第17話 救済
私の言葉に、父親は少年の手首から唐突に手を放す。
少年の父親と母親。何かに表情を奪われてしまったかのようなふたりは虚ろな目をしながら、共に並ぶようにしてゆっくりと踵を返した。
父親に手首を放された少年はよろめき、地面にふらふらと尻餅をつく。掴まれていた青白い手首には、父親の指の痕がはっきりと残っている。けれど、その痕は時間さえ経てばいずれ消えるだろう。時間が経っても消えない痕よりかは、ずっといい。
「目、閉じたほうがいいかもしれない」
徐々に遠ざかっていくふたりの背中を眺めながら、私は少年に言った。彼は頬を片手で押さえたまま少し戸惑った様子を見せたが、やがて私の言う通りにぎゅっと目をつむった。
少年の両親は、路肩に停めた自分たちの車に乗り込むのかと思いきや、それに見向きもせずに通り過ぎる。
そして、ふたりは一切の躊躇いを見せることなく─まるでそういった使命を何かから与えられてしまったかのように、車の行き交っている道路に身を投げた。
耳を塞ぎたくなるほどに重厚なクラクションが響き渡り、ふたりは大きな衝突音とともに、偶然通りがかった市営の交通バスに撥ね飛ばされた。その様子はまるで空中に向かって放り投げられた布製の人形のように軽く、脆いものだった。とても同じ人間だとは思えないほどに。

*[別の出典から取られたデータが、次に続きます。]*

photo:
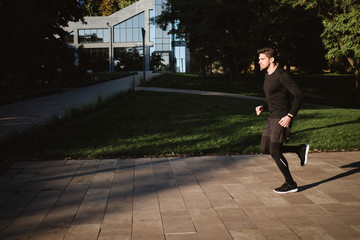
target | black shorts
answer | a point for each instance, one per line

そして、彼らはそのまま勢いよく地面に叩きつけられる。
先ほどまで誰かに暴力を振るっていた人間が、その数分後に無様な格好で横たわっている光景は、見ていてどこか滑稽ですらあった。おかしくて、思わず笑ってしまいそうになるのをこらえる。
「もう開けていいよ。目」
私の声に、少年は恐る恐る目を開く。つい先ほどまで目の前にいた自分の両親がどこにもいないことに気がつくと、彼は地面から立ち上がることもせず、きょろきょろと不安そうに辺りを見回す。
「おとうさんと、おかあさんは?」
少年の声は小さく震えていた。
「いなくなったよ。いや、正確にはまだ向こうにいるんだけど。君は見ないほうがいいかな。きっとグロいから」
少年の両親が撥ね飛ばされた辺りから、女性の甲高い悲鳴が上がった。ちょうど事故が起こった瞬間を目撃したのか、もしくは凄惨なことになっているであろう死体を見たのかもしれない。悲鳴を上げた女性と、それからあのバスの運転手には気の毒なことをしてしまったかもしれない。罪に問われることはないだろうが。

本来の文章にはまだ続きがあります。